The location at the corner of Texas, New Mexico, and Mexico puts the dam in an area sensitive to border issues. In 2019, the private group We Build the Wall built a half-mile section of border wall extending west from the dam into New Mexico, with a locked gate on federal land by the dam, which blocks access to Monument One on the border, and to part of the levee. The International Boundary and Water Commission cut the lock and locked the gate open to preserve their access to the road along the riverbank by the dam.

==Structure==

The American Dam was built in 1937–1938 at a cost to the United States Government of $667,398. It is 284 ft long, with thirteen radial gates.
Water is diverted into the American Canal over a weir, parallel to the general course of the river, with intake controlled by two radial gates.
The dam has a normal operating depth of 5 ft, has a structural height of 18 ft, and is flanked by earthen dikes.
The crest elevation is 3684 ft above sea level,
The main spillway into the Rio Grande has a capacity of 12000 cuft/s.

==Downstream canals==

The American Canal is about 2 mi long, and has a design capacity of 1200 cuft/s of water.
The American Canal runs along the north bank of the Rio Grande for two miles, then delivers water into the Rio Grande American Canal Extension (RGACE).
This carries water for the Rio Grande Reclamation Project about 12 mi to the Riverside Canal Heading, which is just downstream from the Ysleta–Zaragoza International Bridge.
By the late 1990s the original American Canal was in poor condition, particularly in the open sections, and operating well below its original planned capacity.

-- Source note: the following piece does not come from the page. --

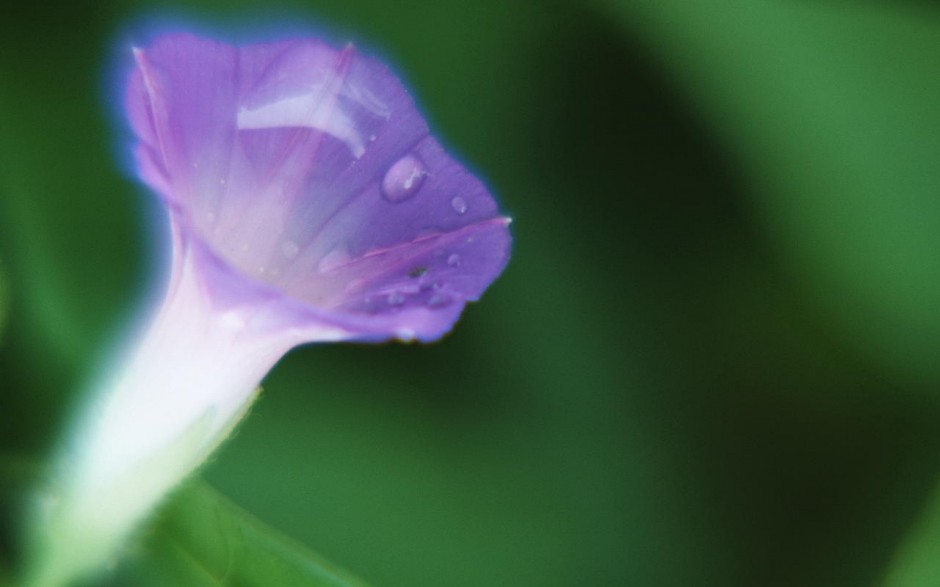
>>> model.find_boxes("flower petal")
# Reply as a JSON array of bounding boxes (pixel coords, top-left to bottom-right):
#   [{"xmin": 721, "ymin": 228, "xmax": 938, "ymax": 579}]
[{"xmin": 127, "ymin": 34, "xmax": 510, "ymax": 339}]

The cement-lined RGACE replaced part of the earthen Franklin Canal, which delivered water through the city of El Paso to farms in El Paso’s Lower Valley.
The RGACE, built from 1997 to 1998, was designed to carry 1535 cuft/s of water.
During planning for the RGACE the Mexicans expressed interest in having their 60000 acre.ft allotment delivered from the end of the RGACE near Riverside Dam, rather than to the head of the Acequia Madre just below the American Dam, as at present.
The water would be delivered via a siphon underneath the Rio Grande.